Yesterday the Department for Communities and Local Government issued new guidance looking in more detail at the proposed Community Infrastructure Levy ("CIL") and how it is envisaged this will operate in practice. The guidance looks at issues such as how the levy will be set, how will authorities spend it, payment arrangements and the relationship between the levy and section 106 agreements.
In terms of some of the headline points:-
- In setting the levy authorities will need to follow two steps. The first is identifying what infrastructure is needed and how much it will cost. The second is working out what contribution each development should make to that cost. Arrangements will be put in place for independent testing of the proposed levy.
- It is accepted that an authority may want to impose different levels of charges because of specific local conditions so there may be different levies charged by an authority in respect of different parts of a town or district.
- Initially the intention is "affordable housing" should also be included in the definition of "Infrastructure" although it is not the intention that the levy will be used to fund affordable housing at this stage. This is just a fall back which can be used in the future in case there is a reduction in affordable housing contributions as a result of the introduction of the levy.
- The levy might be used to off set expenditure which has already been incurred (for example where an authority has funded in advance infrastructure costs in anticipation of the levy being paid). Also possibly the levy may be reserved for future expenditure.
- The guidance recognises that some infrastructure (for example hospitals and large transport projects) are actually undertaken on a sub-regional basis and involve a number of different charging authorities. There are no specific proposals in how to ensure that CIL can effectively contribute towards this sub-regional infrastructure and views from the industry are invited.
- The levy is expected to compliment the existing section 106 arrangements. Also for those authorities who choose not to implement the levy, section 106 obligations will continue to be used as a way of securing contributions. The intention is that otherwise the section 106 agreements should (once the levy is implemented) focus on only three areas. The first is affordable housing. The second are non financial and technical operation matters which can only really be covered by way of planning obligations. The third is dealing with site specific impact arising from the development (for example on site archaeology or an access road to the development).

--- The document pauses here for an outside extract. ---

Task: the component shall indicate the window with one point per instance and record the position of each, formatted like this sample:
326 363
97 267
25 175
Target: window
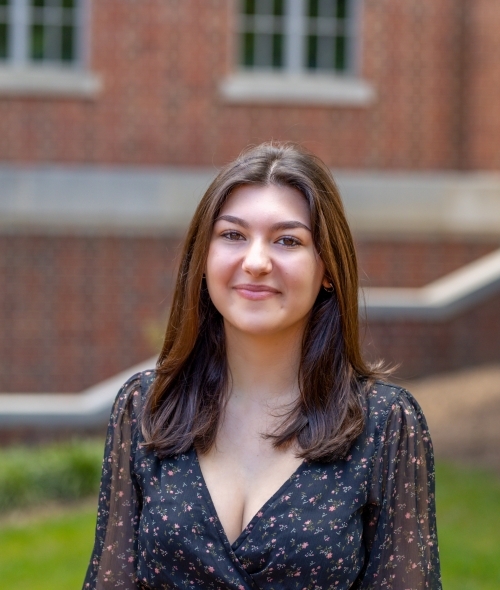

- The levy will be payable on commencement of the development. The levy will be determined when planning permission first becomes fully effective. This is likely to mean that the levy will not be fully ascertainable at outline planning stage only.
- Because of potential difficulties associated with enforcing against the "land owner" at the time of implementation, it is proposed that developers should also be liable to pay the levy.
- The levy may be paid by instalments and failure to pay could result in works having to stop on site. The intention is that failure to pay will also be a criminal offence.
The intention is to formally consult on draft regulations in Autumn this year with a view to regulations being finalised in Spring 2009.